Never Knowing - Chevy Stevens****
Cloud Atlas - David Mitchell
The Broken Shore - Peter Temple****1/2
Winter Garden - Kristin Hannah(BC)****
The Calling - Inger Ash Wolfe****1/2
A Curious Dream - Kate Pullinger****
Snow Flower and the Secret Fan - Lisa See(BC)*****recommend
Truth - Peter Temple****
Christine Falls - Benjamin Black***
Guide to the Aran Islands - J.M. Synge
Still Life - Louise Penny***
The Taken - Inger Ash Wolfe***1/2
Consolation - Michael Redhill*****
The Rings of Saturn - W. G. Sebald*****
Eager to Please - Julie Parsons****
The Edible Woman - Margaret Attwood (again)*****

Some were re-reads - Wharton, Attwood - and worth it. Attwood writing of 1969 and perfect housewives I saw in the fresh light of 2012 and found myself nodding at how brilliantly she captures the interior rebellion of a woman caught sacrificing her spirit and not knowing it was sacrifice. Wharton, well because I think it's one of the most perfect stories ever written.

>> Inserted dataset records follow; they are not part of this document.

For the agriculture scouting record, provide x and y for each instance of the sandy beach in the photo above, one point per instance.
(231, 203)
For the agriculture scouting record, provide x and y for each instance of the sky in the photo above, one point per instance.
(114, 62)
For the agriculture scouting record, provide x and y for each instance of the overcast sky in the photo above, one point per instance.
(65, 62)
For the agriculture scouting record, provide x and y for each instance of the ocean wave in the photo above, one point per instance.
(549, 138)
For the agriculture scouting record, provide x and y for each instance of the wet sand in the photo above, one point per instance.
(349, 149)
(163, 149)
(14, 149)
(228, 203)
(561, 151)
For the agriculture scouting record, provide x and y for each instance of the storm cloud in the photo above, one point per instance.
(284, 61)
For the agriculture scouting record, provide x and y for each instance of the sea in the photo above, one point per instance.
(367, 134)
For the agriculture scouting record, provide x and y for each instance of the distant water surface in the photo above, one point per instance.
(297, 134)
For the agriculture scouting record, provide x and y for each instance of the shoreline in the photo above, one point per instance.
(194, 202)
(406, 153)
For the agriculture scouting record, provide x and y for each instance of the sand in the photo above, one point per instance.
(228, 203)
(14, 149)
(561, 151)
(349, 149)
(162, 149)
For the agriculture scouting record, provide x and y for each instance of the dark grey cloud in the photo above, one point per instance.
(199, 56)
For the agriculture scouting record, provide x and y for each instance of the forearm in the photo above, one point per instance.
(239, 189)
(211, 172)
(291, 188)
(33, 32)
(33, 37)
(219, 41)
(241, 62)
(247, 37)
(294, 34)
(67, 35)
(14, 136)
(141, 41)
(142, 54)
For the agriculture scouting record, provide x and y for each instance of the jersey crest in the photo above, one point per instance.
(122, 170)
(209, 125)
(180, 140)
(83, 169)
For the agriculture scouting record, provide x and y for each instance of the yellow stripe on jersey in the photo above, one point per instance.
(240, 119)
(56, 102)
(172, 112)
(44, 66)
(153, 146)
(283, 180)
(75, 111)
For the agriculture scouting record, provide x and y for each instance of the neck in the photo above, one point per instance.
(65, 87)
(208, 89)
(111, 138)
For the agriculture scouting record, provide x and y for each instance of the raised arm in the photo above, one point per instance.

W.G. Sebald - all I can say if you haven't read him, please do. It is like sitting down with him and listening to him riff off on many topics.

Michael Redhill and his alter ego Inger Ash Wolfe were a fresh discovery. I have more on order.

Gone Girl and Still Missing were unputdownable crime novels.

Heft by Liz Moore was an incredible first novel. All about a huge man trapped in his own body. She actually wrote back to me when I sent her a fan rave.

Barry's At Home in France was also one of those books which held me in rural France and wouldn't let me go.

So there you have it. My year in books. Eclectic? Yeah, that's me alright.